The new legislation raises the maximum penalty for forced conversion to 10 years in jail and prohibits a convert to Christianity from receiving any privilege related to his family's caste.

Although Catholics and other liturgical Christians frequently baptise all converts at the Easter vigil, the amendment also characterises the conversion of several people in a single ceremony as a mass conversion.

Additionally, according to the law, marriages for the sole purpose of conversion are ruled null and invalid.

Finally, a local government magistrate must be notified one month in advance by anybody who wishes to change to a different faith as well as those executing the conversion.

Bishop Mascarenhas told Crux that everyone who becomes a Christian does so out of a strong, unwavering personal commitment to Jesus Christ and as a conscious personal choice of divine attraction to Jesus Christ, God's love, compassion, forgiveness, justice and truth.
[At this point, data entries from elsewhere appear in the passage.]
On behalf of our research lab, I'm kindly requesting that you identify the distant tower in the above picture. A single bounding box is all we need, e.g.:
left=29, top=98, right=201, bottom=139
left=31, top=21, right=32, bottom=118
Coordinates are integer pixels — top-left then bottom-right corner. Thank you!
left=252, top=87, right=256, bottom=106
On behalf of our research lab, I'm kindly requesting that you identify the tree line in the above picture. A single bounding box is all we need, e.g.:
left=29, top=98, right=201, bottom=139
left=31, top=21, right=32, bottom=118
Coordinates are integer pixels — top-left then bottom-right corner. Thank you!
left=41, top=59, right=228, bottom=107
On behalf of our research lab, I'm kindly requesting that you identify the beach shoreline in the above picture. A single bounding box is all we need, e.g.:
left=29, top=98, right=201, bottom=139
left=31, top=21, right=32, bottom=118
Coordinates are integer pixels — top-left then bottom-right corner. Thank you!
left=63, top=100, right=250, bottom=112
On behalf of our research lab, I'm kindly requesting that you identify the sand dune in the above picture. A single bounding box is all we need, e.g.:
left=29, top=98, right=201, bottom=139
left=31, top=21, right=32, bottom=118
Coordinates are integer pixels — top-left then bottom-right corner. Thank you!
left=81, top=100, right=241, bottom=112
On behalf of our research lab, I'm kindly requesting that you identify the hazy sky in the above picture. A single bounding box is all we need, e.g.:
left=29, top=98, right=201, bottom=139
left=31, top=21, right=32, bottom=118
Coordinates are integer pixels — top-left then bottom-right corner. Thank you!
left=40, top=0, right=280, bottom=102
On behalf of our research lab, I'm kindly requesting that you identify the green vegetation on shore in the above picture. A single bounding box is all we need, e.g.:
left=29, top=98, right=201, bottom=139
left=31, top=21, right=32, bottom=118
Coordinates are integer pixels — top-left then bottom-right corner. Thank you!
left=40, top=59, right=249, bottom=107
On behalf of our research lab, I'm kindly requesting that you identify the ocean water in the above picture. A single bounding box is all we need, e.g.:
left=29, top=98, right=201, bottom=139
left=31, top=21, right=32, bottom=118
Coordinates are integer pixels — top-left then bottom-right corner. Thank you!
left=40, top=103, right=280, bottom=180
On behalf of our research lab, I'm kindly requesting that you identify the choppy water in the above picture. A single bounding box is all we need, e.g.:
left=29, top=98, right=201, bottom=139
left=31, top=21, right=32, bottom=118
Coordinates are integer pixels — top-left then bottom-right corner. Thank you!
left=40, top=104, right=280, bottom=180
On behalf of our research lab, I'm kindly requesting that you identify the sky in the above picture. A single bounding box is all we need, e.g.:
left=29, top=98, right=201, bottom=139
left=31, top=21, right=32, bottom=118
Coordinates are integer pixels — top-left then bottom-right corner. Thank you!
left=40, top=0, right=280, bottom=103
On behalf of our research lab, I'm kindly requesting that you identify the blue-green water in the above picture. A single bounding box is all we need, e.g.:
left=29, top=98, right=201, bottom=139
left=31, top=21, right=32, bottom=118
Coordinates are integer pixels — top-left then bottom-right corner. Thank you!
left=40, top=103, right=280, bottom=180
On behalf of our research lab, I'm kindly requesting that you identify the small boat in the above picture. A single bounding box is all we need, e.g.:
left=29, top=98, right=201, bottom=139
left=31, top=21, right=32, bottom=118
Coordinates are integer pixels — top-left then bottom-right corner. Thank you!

People accept Christianity as a result of their personal encounter with God, the bishop added.

He affirmed that genuine heart change cannot be brought about by marriage, any false methods, compulsion, manipulation, force or allurements. And if this is happening, we may turn to the rules that already cover these kinds of conversions and allow the legal system to work its course, according to the priest.

Bishop Mascarenhas said that the new legislation was approved just before the 75th anniversary of the country's independence. Then again, we are also brought back to the extensive procedures and series of discussions that the Constituent Assembly and those who drafted our Constitution undertook, with secularism serving as the main tenet of those discussions. Unfortunately, this line of reasoning is notably absent, he remarked, alluding to the constitutional protections for religious freedom in India.